A fare scattare l'allarme sul tentativo di intercettazione, come racconta "La Stampa", era stato il presidente del Consiglio europeo Herman Von Rompuy. Tornato a Bruxelles dopo il vertice di Settembre, aveva messo nelle mani dei funzionari della sicurezza i gadget che gli erano stati regalati a San Pietroburgo. Le chiavette e i cavi Usb erano così finite ai servizi segreti tedeschi che ne avevano scoperto la vera natura: strumenti per rubare dati da computer e cellulari. 

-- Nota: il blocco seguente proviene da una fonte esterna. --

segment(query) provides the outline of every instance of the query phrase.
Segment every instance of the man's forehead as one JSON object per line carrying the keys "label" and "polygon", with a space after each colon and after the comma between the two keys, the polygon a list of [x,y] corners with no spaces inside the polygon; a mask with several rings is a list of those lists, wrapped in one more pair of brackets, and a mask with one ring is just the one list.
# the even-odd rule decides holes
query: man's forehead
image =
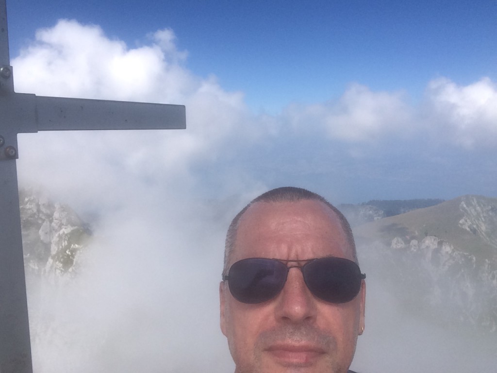
{"label": "man's forehead", "polygon": [[278,225],[293,220],[309,224],[340,226],[334,211],[323,202],[313,199],[281,202],[259,201],[252,204],[240,218],[239,228],[263,224]]}
{"label": "man's forehead", "polygon": [[320,256],[330,254],[325,254],[326,248],[340,248],[340,252],[347,252],[349,248],[339,219],[325,203],[314,200],[257,202],[240,219],[236,256],[245,256],[247,250],[269,248],[267,245],[274,248],[280,243],[288,247],[294,241],[301,248],[308,241],[309,245],[314,244],[313,249],[321,249]]}

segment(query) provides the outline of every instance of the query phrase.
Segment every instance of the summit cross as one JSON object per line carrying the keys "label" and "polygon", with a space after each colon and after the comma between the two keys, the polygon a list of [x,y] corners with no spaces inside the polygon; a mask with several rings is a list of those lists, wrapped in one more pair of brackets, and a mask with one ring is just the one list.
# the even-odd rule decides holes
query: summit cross
{"label": "summit cross", "polygon": [[16,161],[19,133],[181,129],[182,105],[43,97],[14,91],[6,0],[0,0],[0,372],[32,373]]}

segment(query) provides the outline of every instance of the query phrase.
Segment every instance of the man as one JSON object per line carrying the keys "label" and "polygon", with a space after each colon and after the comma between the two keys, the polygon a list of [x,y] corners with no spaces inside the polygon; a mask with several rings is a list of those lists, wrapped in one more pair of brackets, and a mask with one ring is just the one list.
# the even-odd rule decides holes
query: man
{"label": "man", "polygon": [[221,328],[235,373],[346,373],[364,329],[365,275],[343,215],[304,189],[250,202],[226,238]]}

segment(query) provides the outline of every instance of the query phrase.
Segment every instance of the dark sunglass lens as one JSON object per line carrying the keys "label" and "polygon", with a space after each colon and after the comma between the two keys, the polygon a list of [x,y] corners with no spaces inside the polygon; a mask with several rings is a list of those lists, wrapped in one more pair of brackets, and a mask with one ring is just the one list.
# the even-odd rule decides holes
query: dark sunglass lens
{"label": "dark sunglass lens", "polygon": [[302,271],[311,291],[327,302],[346,303],[359,293],[361,271],[352,261],[325,258],[310,262]]}
{"label": "dark sunglass lens", "polygon": [[230,291],[243,303],[262,303],[281,291],[287,273],[286,266],[281,262],[263,258],[243,259],[230,269]]}

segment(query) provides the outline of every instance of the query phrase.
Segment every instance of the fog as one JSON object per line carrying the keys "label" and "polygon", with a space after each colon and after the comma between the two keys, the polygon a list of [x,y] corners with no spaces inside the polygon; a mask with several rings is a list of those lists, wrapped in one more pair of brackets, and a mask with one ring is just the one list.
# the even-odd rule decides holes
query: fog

L'inchiesta di Bonn è ancora in corso ma sulla natura dei gadget gentilmente offerti da Putin ai colleghi ci sono ormai pochi dubbi. Quel che resta da chiarire, invece, è se le chiavette e i cavi siano stati consegnati a tutti i leader presenti e, soprattutto, se qualcuno li abbia già utilizzati

Intanto, l'Europa, già scossa e preoccupata per lo spionaggio a stelle e strisce, scopre un nuovo nemico: la Russia di Putin.